Jesus told a story about the contrast between a wealthy man and a poor one. “There was once a rich man who used to dress in purple and fine linen and lead a life of daily luxury. And there was a poor man called Lazarus who was put down at his gate…Well, it happened that the poor man died, and was carried by the angels into Abraham’s bosom. The rich man also died and was buried… ‘Father Abraham!’ he cried out, ‘please pity me. Send Lazarus to dip the tip of his finger in water and cool my tongue, for I am in agony in these flames’ “ (Luke 16:19-24, J. B. Phillips).

What was the difference? It must have been that one had time for God in his life, but the other one didn’t. And what matters most? What happens here or in eternity? If we don’t prepare for eternity by trusting God now, all the riches in the world don’t matter. Jesus said in Mark 8:36: “What will it profit a man if he gains the whole world, and loses his own soul?” 

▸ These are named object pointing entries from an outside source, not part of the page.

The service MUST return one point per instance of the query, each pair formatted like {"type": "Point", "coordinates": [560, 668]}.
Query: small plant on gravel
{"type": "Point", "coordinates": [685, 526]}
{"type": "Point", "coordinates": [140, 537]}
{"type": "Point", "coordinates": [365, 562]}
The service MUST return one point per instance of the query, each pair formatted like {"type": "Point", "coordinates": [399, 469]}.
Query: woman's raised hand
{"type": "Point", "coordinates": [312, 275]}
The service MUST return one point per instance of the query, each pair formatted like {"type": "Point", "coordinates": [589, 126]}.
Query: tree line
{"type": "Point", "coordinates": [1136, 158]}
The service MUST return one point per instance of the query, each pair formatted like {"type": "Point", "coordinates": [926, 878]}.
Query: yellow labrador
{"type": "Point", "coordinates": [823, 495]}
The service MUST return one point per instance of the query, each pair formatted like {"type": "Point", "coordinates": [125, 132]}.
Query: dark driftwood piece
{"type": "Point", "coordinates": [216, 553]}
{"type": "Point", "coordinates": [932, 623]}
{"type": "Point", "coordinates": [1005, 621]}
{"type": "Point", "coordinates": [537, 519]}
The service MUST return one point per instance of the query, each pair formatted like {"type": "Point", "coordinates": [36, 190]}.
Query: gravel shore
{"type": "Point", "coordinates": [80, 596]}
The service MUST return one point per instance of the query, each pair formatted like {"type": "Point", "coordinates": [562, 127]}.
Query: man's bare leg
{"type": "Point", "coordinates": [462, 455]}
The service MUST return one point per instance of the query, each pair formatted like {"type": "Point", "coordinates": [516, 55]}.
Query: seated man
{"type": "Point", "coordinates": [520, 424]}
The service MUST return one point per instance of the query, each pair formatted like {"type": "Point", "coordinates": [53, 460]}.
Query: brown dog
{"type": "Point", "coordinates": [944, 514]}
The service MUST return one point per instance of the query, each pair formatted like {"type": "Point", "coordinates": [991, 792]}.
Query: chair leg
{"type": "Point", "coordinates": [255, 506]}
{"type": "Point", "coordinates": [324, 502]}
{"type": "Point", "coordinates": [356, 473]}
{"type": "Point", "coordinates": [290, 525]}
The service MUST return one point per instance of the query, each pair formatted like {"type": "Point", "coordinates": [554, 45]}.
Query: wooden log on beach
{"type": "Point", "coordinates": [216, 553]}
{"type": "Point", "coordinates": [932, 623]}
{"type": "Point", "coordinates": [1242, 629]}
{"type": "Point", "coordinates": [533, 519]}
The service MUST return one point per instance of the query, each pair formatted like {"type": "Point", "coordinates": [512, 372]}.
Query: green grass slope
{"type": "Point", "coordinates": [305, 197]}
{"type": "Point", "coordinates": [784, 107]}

Jesus himself was a poor man from a poor family and a poor town when he lived on earth. All through His ministry it seems He had a heart for the poor. But was He poor from a heavenly standpoint? Not at all. Paul reminded us of that in Philippians 4:19: “My God shall supply all your need according to His riches in glory by Christ Jesus.” And in his prayer for the Ephesians, he said, “I bow my knees to the Father of our Lord Jesus Christ, from whom the whole family in heaven and earth is named, that He would grant you, according to the riches of His glory, to be strengthened with might through His Spirit in the inner man” (Ephesians 3:14-16).

What got me thinking about all of this was meditating on Psalm 1 when I had trouble getting to sleep last night. It was a good way to pass the time because I was reminded about priorities. “Blessed is the man,” the Psalmist said, “whose delight is in the law of the Lord.”  He went on to say that this person would be prosperous (Psalm 1:3). Did he mean rich in worldly goods? Obviously not. He contrasted him with the wicked who would be judged by God. The wise man, the God-centered person, was likened to a strong, fruitful tree. But the wicked one was painted as “chaff, which the wind drives away” (vs. 4). It perishes. Don’t you just love the word pictures in the Bible?

Which would you rather do? Prosper or perish?